While researching machine learning, you will learn about the different programming languages which support machine learning. When you learn these programming languages, you become familiar with many applications of machine learning like data preparation, data cleaning, quality analysis, data manipulation, and data visualization.

  1. Taking up an Exploratory Data Analysis project

pasted image 0 (10)

Exploratory Data Analysis means analyzing data sets and then explaining or showing that summary presented by that data set, mostly in a visual format. In this project, charts, diagrams, or other visual representations can be used to display the data. A few topics that need to be covered here are Single variable explorations, visualization, pair-wise, and multi-variable explorations.
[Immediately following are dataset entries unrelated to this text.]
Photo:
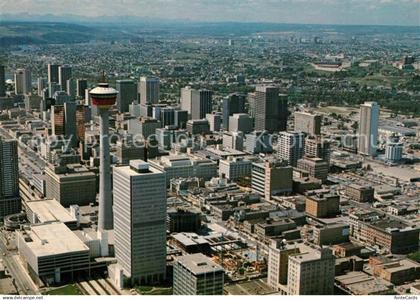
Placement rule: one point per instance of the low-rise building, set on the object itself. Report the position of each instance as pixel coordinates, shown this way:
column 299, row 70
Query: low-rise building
column 235, row 167
column 53, row 252
column 360, row 193
column 392, row 235
column 71, row 184
column 196, row 274
column 322, row 205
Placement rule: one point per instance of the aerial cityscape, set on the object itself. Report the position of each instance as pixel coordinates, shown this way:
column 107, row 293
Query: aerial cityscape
column 211, row 148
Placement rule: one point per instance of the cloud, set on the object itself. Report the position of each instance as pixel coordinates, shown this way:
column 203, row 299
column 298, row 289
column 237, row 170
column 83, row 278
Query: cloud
column 392, row 12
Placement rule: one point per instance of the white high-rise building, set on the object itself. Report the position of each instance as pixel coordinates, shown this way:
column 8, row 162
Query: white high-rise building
column 23, row 81
column 197, row 102
column 149, row 90
column 394, row 150
column 53, row 73
column 9, row 178
column 368, row 128
column 311, row 273
column 64, row 74
column 196, row 274
column 240, row 122
column 291, row 146
column 139, row 221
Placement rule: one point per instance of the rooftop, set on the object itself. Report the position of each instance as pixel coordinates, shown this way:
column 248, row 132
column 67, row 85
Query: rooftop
column 49, row 211
column 199, row 264
column 52, row 239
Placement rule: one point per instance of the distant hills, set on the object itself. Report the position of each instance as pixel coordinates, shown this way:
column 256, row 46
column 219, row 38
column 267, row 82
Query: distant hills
column 50, row 29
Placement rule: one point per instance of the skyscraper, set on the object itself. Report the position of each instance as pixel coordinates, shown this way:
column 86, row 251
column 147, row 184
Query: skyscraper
column 140, row 221
column 57, row 120
column 127, row 93
column 308, row 123
column 149, row 90
column 52, row 73
column 271, row 178
column 2, row 82
column 270, row 109
column 81, row 86
column 23, row 81
column 103, row 97
column 291, row 146
column 42, row 84
column 71, row 88
column 311, row 273
column 368, row 128
column 9, row 178
column 70, row 129
column 232, row 104
column 81, row 112
column 64, row 74
column 198, row 103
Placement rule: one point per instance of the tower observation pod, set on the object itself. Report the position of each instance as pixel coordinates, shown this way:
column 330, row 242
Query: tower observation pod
column 103, row 97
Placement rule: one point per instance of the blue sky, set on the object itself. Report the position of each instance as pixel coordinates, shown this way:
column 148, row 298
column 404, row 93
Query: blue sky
column 379, row 12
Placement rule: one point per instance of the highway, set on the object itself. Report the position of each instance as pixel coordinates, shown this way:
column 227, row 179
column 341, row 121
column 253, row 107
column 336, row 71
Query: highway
column 24, row 283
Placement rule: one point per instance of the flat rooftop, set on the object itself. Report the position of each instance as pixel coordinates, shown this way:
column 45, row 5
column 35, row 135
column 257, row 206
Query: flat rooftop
column 199, row 264
column 50, row 211
column 190, row 239
column 360, row 283
column 52, row 239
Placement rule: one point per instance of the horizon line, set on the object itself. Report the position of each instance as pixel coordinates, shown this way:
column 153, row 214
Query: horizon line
column 157, row 19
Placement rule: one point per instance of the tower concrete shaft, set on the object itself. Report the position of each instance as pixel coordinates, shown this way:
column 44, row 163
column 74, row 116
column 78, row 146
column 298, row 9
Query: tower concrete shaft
column 105, row 218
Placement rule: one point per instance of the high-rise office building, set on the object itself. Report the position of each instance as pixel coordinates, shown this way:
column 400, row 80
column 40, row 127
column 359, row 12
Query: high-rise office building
column 291, row 146
column 23, row 81
column 64, row 74
column 311, row 273
column 196, row 274
column 52, row 73
column 308, row 123
column 270, row 109
column 81, row 86
column 81, row 112
column 394, row 149
column 140, row 221
column 167, row 116
column 298, row 268
column 127, row 93
column 185, row 100
column 2, row 81
column 271, row 178
column 42, row 84
column 198, row 103
column 70, row 128
column 317, row 147
column 314, row 166
column 215, row 121
column 57, row 120
column 240, row 122
column 258, row 142
column 232, row 104
column 53, row 88
column 149, row 90
column 103, row 97
column 71, row 88
column 181, row 118
column 9, row 178
column 368, row 128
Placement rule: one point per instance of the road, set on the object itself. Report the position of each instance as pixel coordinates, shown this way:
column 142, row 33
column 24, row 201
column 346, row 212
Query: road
column 24, row 283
  1. Creating unsupervised learning models

pasted image 0 (11)

Unsupervised learning model is a machine learning technique where you do not need to supervise the model. It will discover information on its own and work on it. For example, if you give the basic parameters of several countries like population, income distribution, demographics, etc., unsupervised learning models can help you find out which countries are most similar. It uses unsupervised machine learning algorithms. It can be grouped into two kinds of problems: Clustering and Association. Two Unsupervised learning algorithms are k-means for clustering problems or the Apriori algorithm for association rule learning problems.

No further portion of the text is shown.